Augmented Lagrangian

4.3k Views Asked by At

Consider the following equality constraint minimization problem:

minimize $\text{ }f(x)$

subject to $Ax=b$

Its Lagrangian is then:

$L(x,y) = f(x) + y^T(Ax-b)$

We can use then gradient ascent to solve this problem though it is said that it works with lots of strong assumptions.

Its Augmented Lagrangian is defined as:

$L(x,y)_{\rho} = f(x) + y^T(Ax-b) + \frac{\rho}{2} \|Ax-b \|^2_2$

Then we can use this in the method of multipliers (Hestenes, Powell 1969). It is said that this method is designed to robustify dual ascent.

Could anyone explain to me the intuition behind Augmented Lagrangian? As far as I can see we are combining penalty function method with Lagrange multiplier. But how does this bring robustness?

P.S. Boyd says that The benefit of including the penalty term is that $g_p$ (dual function associated to the Augmented Lagrangian) can be shown to be differentiable under rather mild conditions on the original problem.

How does adding extra term help to make the construction "more differentiable"? Or he refers to the fact that, say, when we deal with the L1 or nuclear norms, this extra term allows us to introduce proximal operator?

3

There are 3 best solutions below

7
On BEST ANSWER

I'll assume $f$ is convex. (I should probably also assume $f$ is closed and proper.)

As you said, the Lagrangian is $L(x,y) = f(x) + \langle y, Ax - b \rangle$. The dual function is \begin{align*} g(y) &= \inf_x \, L(x,y) \\ &= \inf_x \, f(x) - \langle -A^Ty, x \rangle - \langle y, b \rangle \\ &= - \sup_x \, \langle -A^Ty, x \rangle - f(x) + \langle y, b \rangle \\ &= - f^*(-A^T y) - \langle y, b \rangle. \end{align*} Here $f^*$ is the convex conjugate of $f$.

The dual problem, expressed as a minimization problem, is \begin{equation*} \text{minimize} \quad f^*(-A^T y) + \langle y, b \rangle. \end{equation*}

Note that the dual function might not be differentiable!

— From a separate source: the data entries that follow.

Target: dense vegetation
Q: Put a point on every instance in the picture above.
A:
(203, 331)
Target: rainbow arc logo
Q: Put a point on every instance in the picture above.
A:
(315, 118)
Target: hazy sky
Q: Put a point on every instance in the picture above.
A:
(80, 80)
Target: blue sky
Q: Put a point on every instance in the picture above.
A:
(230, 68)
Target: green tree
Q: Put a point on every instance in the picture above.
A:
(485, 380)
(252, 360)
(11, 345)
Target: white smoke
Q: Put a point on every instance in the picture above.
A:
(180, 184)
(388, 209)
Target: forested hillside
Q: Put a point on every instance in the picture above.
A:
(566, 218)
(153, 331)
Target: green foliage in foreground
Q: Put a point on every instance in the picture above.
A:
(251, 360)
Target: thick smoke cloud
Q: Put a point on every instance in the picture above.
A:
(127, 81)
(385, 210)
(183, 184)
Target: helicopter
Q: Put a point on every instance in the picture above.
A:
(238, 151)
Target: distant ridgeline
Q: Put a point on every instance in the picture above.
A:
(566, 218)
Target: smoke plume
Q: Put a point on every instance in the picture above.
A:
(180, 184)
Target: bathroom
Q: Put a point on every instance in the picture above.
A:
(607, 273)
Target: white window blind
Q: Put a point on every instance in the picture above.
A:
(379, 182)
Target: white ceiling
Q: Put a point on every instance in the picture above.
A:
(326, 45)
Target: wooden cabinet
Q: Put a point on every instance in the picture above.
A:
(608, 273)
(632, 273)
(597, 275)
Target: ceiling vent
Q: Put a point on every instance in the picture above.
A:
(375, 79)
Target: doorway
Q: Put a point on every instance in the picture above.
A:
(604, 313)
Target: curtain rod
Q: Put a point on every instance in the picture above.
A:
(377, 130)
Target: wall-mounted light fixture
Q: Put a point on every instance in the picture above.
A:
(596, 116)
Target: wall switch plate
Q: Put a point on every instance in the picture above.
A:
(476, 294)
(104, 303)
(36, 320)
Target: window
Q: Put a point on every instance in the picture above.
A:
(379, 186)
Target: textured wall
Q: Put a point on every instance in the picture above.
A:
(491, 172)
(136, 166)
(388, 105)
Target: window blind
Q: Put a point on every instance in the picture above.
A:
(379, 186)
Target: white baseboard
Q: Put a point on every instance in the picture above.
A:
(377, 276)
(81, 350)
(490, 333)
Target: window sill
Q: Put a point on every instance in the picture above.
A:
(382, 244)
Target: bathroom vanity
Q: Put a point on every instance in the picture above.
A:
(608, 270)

That is a key point. To guarantee that $f^*$ is differentiable, we need to assume that $f$ is strictly convex, which is often not the case. This prevents us (often) from simply solving the dual problem with gradient ascent.

So what can we do if the dual function is not differentiable? How can we minimize a nondifferentiable function? One option is to use the proximal point method. The proximal point method does not require the objective function to be differentiable.

If you work out the details, you will find that the augmented Lagrangian method is what you get when you solve the dual problem with the proximal point method.

Vandenberghe's 236c notes are a good source for this material.

0
On

As littleO explained above, the rationale behind introducing Lagrangian can be explained via its connection with proximal point methods.

Despite the fact that many researchers recommend to refer to D. Bertsekas "Constrained Optimization and Lagrange Multiplier Methods", I personally find it quite unreadable.

This paper provides a fairly good explanation of how Augmented Lagrangian is connected with proximal point methods http://www-2.dc.uba.ar/alio/io/pdf/claio98/paper-2.pdf

0
On

Concerning the differentiability of $g_\rho(y)=\min_x L(x,y)_\rho$, I think that the result is a direct consequence of the Danskin's Theorem (see Proposition B.25 in [Bertsekas, "Nonlinear Programming", 2nd Edition]). More specifically, if $L(\cdot,y)_\rho$ is strictly convex and $L(x,\cdot)_\rho$ is differentiable, then $g_\rho(y)$ is differentiable with $\nabla g_\rho(y)= \nabla_y L(x^\star,y)_\rho$, where $x^\star=\arg\min_x L(x,y)$.